The first is a case involving alleged campaign violations by former state Sen. Joe Markley, R-Southington. The other is a University of Connecticut professor’s murder case.
In the case Markley et al. v. State Elections Enforcement Commission, Markley and current state Sen. Rob Sampson, R-Southington, were running for election in the 16th and 80th districts, respectively, in 2014.
The SEEC said on Feb. 14, the two violated campaign finance laws by attacking former Democratic Gov. Dannel Malloy in their campaign materials. Malloy was running from re-election in 2014. Markley was ordered to pay a $2,000 civil penalty and Sampson was ordered to pay a $5,000 penalty.
Markley and Sampson filed a petition to reconsider the decision, but the SEEC denied the petition on March 23, 2018, and sent a notification by mail to the two on March 28, 2018.
The two then filed an administrative appeal on May 7, during a 45-day appeal period, but a trial court dismissed the appeal citing state statute that says no decision on a petition for reconsideration within 24 days of its filing “shall constitute denial of the petition.” That 25 days came on March 11, and the plaintiff’s appeal was not filed within 45 days of that date, the court ruled.
Markley and Sampson differed, saying the actual denial date should be when the 45 day time limit period should have started. The two also said their appeal has merit and that the violations they were found of were unconstitutional as they limit free speech by restricting a candidate’s ability to speak about other, non-opposing candidates.
This case will be heard on Tuesday, Oct. 22 at 10 a.m.
In the State v. Linda Kosuda-Bigazzi, SC 20341, Kosuda-Bigazzi was charged with murder in the death of her husband, who was found dead in the basement of the couple’s Burlington home.
Using a search warrant, police seized several items from the home, including a file labeled “Criminal defense Attorney Oct 2017,” a defense file, and a file labeled “Incident 2017,” an incident file, that both had documents in which the defendant described the killing of her husband and claimed it was in self-defense.

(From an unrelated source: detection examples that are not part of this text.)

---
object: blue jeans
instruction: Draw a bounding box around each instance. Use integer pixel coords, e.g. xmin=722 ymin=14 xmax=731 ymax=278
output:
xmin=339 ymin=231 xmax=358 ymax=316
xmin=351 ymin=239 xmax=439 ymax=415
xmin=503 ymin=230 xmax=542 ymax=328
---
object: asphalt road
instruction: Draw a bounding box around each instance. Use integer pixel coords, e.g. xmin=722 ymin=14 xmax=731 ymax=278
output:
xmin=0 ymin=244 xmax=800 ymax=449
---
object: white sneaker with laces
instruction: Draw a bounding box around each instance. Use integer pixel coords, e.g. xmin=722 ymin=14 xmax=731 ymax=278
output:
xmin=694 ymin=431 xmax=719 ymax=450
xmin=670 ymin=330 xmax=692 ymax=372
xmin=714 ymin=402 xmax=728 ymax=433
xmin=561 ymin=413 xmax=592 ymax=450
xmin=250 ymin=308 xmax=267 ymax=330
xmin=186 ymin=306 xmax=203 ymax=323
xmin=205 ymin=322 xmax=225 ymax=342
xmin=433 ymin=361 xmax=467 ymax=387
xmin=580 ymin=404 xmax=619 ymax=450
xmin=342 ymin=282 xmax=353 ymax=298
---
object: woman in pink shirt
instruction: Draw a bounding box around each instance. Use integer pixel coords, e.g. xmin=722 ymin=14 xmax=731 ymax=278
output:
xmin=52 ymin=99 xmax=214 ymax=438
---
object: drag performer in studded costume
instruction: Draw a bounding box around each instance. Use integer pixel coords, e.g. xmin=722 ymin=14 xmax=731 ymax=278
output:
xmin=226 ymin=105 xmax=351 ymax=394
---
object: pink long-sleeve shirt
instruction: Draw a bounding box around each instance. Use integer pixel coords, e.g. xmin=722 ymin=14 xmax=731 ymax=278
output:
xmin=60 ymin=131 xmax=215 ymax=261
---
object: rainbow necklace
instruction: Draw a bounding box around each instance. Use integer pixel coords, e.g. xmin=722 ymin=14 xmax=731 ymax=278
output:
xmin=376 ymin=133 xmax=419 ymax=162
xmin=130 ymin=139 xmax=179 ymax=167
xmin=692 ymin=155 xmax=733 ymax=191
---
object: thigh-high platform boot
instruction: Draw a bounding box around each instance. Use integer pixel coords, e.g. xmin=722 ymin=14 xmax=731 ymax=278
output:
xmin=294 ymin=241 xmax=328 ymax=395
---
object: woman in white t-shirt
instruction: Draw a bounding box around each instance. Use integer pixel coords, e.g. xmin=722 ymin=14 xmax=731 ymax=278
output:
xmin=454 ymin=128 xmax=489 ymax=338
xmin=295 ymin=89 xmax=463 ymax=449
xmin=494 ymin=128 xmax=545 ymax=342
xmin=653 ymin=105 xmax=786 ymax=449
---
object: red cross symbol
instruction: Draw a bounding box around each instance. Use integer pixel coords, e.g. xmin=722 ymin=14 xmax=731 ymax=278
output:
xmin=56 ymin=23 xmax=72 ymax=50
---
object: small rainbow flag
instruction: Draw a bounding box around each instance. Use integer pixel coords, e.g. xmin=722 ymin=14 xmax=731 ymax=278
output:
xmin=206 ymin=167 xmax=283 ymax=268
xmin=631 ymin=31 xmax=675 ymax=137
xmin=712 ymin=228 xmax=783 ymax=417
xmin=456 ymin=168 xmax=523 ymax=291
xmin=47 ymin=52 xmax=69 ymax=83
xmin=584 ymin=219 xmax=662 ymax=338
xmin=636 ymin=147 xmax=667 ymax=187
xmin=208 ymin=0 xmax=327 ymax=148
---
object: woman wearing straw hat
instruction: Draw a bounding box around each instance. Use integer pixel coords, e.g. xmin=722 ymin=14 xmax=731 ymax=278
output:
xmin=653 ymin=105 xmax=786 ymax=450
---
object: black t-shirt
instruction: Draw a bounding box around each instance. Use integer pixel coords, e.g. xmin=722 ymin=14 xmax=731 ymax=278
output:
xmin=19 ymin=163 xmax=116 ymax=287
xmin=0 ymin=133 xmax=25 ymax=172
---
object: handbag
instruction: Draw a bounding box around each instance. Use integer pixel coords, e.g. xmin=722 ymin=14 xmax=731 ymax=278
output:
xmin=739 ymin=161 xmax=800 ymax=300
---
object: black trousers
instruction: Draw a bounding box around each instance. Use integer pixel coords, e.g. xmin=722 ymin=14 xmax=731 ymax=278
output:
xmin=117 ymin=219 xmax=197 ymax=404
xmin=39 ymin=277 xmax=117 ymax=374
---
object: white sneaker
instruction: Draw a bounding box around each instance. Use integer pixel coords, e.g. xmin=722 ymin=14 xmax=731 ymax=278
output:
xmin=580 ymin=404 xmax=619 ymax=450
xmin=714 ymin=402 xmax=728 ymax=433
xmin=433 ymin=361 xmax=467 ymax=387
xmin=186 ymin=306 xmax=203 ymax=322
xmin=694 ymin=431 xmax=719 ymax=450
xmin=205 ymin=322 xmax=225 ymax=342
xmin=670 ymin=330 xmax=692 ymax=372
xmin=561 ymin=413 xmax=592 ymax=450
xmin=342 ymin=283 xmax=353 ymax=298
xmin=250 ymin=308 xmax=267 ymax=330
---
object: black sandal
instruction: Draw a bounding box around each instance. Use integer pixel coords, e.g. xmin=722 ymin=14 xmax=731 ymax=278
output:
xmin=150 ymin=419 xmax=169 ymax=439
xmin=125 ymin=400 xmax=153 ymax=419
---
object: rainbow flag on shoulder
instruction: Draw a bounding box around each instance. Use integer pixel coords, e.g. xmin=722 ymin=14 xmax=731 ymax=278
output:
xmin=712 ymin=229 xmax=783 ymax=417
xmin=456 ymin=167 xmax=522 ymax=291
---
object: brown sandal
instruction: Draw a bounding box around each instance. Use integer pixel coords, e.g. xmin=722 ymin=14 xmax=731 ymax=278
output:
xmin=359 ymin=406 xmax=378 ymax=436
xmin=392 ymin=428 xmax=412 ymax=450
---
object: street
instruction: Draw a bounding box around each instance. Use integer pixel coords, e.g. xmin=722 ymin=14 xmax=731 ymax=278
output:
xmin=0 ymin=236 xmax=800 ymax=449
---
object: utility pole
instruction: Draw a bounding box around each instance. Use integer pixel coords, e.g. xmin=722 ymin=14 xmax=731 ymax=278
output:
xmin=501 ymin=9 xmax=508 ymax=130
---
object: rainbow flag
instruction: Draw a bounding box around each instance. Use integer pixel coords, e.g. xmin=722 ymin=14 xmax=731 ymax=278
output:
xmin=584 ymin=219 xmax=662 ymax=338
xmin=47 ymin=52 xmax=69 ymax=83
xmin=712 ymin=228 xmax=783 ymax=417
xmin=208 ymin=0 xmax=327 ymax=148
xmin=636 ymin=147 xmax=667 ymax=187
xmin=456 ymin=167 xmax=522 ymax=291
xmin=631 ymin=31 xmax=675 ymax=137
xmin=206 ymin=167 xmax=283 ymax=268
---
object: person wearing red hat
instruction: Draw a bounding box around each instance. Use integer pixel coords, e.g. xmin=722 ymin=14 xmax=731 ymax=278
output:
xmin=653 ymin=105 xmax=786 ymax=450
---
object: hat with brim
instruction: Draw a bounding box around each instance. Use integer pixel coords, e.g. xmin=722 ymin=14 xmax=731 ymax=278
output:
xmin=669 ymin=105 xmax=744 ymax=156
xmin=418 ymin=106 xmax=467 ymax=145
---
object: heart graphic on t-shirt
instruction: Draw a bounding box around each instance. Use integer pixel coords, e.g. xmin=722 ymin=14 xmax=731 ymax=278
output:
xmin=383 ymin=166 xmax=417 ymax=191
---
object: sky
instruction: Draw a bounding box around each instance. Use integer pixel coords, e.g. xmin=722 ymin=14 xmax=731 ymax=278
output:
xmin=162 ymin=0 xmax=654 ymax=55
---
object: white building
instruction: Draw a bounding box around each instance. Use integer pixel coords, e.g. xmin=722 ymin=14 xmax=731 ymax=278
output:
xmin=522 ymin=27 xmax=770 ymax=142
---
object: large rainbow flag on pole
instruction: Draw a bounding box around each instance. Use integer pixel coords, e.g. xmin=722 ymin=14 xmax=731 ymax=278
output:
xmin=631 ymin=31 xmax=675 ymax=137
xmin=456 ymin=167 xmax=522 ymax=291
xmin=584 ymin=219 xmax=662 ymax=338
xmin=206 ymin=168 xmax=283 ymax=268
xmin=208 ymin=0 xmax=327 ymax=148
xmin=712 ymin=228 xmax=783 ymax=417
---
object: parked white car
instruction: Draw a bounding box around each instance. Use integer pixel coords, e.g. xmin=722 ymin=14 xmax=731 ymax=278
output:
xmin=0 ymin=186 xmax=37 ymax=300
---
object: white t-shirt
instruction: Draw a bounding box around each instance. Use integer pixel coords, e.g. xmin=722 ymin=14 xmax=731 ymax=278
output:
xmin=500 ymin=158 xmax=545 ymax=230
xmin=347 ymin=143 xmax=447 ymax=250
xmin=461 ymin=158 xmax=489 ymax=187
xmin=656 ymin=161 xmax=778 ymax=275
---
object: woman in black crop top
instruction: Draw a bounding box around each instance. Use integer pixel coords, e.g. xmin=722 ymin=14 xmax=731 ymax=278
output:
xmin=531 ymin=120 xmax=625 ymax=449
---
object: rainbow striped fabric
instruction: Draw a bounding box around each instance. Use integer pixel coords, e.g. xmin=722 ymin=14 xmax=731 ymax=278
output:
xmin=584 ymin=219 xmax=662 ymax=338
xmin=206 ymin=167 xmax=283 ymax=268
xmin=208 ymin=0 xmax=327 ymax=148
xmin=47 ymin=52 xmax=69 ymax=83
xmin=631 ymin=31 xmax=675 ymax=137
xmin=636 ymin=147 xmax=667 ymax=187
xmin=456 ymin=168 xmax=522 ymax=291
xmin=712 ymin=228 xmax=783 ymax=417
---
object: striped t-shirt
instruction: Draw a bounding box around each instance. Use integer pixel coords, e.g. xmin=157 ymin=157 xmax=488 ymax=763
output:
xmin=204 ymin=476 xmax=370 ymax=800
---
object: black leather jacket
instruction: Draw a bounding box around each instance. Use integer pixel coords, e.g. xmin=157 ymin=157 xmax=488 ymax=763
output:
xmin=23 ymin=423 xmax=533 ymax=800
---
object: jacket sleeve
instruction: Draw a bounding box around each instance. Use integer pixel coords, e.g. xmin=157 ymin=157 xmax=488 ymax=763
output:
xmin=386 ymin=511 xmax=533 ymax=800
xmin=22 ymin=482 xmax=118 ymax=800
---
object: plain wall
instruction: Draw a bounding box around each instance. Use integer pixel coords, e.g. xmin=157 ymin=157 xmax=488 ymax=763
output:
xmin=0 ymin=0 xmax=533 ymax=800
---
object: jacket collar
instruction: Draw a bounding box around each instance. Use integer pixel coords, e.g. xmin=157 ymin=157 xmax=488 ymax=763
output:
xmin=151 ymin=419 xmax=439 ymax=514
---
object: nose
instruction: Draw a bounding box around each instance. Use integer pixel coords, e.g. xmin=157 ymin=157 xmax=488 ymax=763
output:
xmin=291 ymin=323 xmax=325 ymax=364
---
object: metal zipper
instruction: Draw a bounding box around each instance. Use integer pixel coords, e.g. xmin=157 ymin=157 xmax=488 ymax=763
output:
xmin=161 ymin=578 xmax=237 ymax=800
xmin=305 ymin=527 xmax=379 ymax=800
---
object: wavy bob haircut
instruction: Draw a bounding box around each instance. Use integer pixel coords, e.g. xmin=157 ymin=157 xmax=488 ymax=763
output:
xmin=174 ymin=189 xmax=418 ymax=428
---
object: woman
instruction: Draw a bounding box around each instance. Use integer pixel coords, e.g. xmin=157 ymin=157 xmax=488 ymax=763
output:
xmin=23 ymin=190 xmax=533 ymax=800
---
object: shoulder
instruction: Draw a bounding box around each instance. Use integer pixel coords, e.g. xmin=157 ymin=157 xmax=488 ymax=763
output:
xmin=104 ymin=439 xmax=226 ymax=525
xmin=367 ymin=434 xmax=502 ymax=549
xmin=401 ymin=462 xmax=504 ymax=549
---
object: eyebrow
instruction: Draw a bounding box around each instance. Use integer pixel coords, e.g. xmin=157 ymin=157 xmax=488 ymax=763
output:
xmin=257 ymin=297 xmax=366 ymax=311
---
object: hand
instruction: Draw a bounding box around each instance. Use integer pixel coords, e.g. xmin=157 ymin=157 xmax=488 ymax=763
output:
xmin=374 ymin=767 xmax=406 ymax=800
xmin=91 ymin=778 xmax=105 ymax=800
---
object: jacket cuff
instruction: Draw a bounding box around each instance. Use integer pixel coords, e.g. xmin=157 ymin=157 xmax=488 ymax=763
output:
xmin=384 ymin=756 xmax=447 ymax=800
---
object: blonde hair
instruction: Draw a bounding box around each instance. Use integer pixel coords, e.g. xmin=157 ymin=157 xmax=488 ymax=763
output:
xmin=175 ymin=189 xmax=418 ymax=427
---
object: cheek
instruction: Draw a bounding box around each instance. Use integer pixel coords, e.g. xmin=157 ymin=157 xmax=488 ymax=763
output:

The Supreme Court ruled in a previous case, State v. Lenarz, 301 Conn. 417 (2011), where the state read privileged materials that contained details on trial strategy, a dismissal of the charge was the only adequate remedy for the violation. Kosuda-Bigazzi said the state had invaded her attorney-client privilege by taking the files with a trial strategy and that a dismissal was the only adequate remedy.
After a multi-day hearing, the trial court denied the motion to dismiss, saying the incident file was not protected by attorney-client privilege and that the two documents were not identical. The court also said any prejudice to the defendant after reviewing the evidence could be remedied by having an investigation and prosecution conducted by individuals with no knowledge of the privileged communications.
Kosuda-Bigazzi differed saying the court was wrong in saying the incident file was not privileged and that any prejudice could not have been cured by a remedy short of dismissal.
This case will be heard on Tuesday, Oct. 15 at 10 a.m.